Lisa Thompson started the nonprofit bakery eight years ago to help at-risk young people aged 16 to 24, often homeless or recently incarcerated, find their way to the beginnings of a productive life.
“The bakery’s name comes from the idea of limitless potential,” Thompson says.
Thompson, who began her career as a sexual assault survivor advocate in the office of the Cook County State’s Attorney, engages about five young people at a time in the bakery’s 12-week training program. Referred by roughly 20 different shelters and agencies, trainees learn from Thompson as well as a full-time baker, a part-time barista and a part-time program coordinator.
The young people who come to Blue Sky learn to work in a professional kitchen, beginning with washing dishes and scaling ingredients. They also meet with social workers, to help reinforce personal and workplace skills like teamwork and professionalism. When they leave, they have not only credentials but also the work experience so critical in the job marketplace.
Lisa Thompson launched Blue Sky Bakery eight years ago to help young adults experiencing challenges like homelessness, or unemployment after incarceration. The nonprofit’s name represents it mission to “provide options and bright futures—the idea of limitless potential.”
About half of the trainees complete the course at the bakery, which is offered year-round. With ongoing support from the program, three-quarters of those find jobs, often but not always in the food industry. Thompson measures their success through a broader lens.

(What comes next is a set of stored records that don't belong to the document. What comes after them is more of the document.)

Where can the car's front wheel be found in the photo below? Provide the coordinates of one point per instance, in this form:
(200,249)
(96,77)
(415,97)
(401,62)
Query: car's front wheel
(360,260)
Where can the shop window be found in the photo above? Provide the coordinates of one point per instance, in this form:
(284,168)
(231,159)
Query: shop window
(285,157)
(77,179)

“Showing up every day, that’s success,” she says. “I know they’re safe if they’re at the bakery and they’re doing something they can be proud of.”
Thompson would like to expand into more services—there’s been talk of a roving coffee cart stocked with Blue Sky’s scrumptious pastries—which could add jobs for the program’s participants.
Thompson tries to meet the young people she works with where she finds them. One young homeless man confided to her his dream: to work in a warehouse. Thompson says, “I told him, ‘We’re going to make that happen. Now that’s my dream, too.’”
Blue Sky’s pastries are made from scratch by a professional baker, with support from the participants in its 12-week intensive training program. About half the trainees complete the course, and three-quarters of those graduates parlay their newfound skills and experience into paying jobs.
Thompson grew up in Wheaton, with a single mother who worked as a secretary for a publishing company. There wasn’t much money; but Thompson says her mother, who died five years ago, loved and supported her two daughters. At the end of every day, she served them a home-cooked meal: something “simple and fresh and delicious.”
On Saturday mornings, there were blueberry muffins from scratch; on other days, pecan rolls, pancakes, pies. Thompson’s first job in the kitchen was turning on the oven.
“When you cook for someone you love, or for strangers, it makes you feel really good.”
Service was part of Thompson’s life growing up as well. “If you had two nickels to rub together, you gave one to someone else,” she recalls.
Thanksgiving was usually spent serving up meals at a soup kitchen in Chicago, sitting down to eat when the work was done. Only years later did it dawn on Thompson that the family volunteer activity enabled her mom to provide a turkey dinner for her own daughters.
Thompson invests herself in the lives of the young men and women her program serves. “Showing up every day, that’s success,” she says. “I know they’re safe if they’re at the bakery and they’re doing something they can be proud of.”
Now Thompson, who quit her full-time job a year after she started Blue Sky, runs the kitchen and the restaurant. And writes grants, and keeps the books, and handles what she calls the “romantic” parts of the job as well.
“I decide what art we hang up. I pick flowers and arrange them on the table to reflect my style. This is a difficult job, but it makes me very happy.”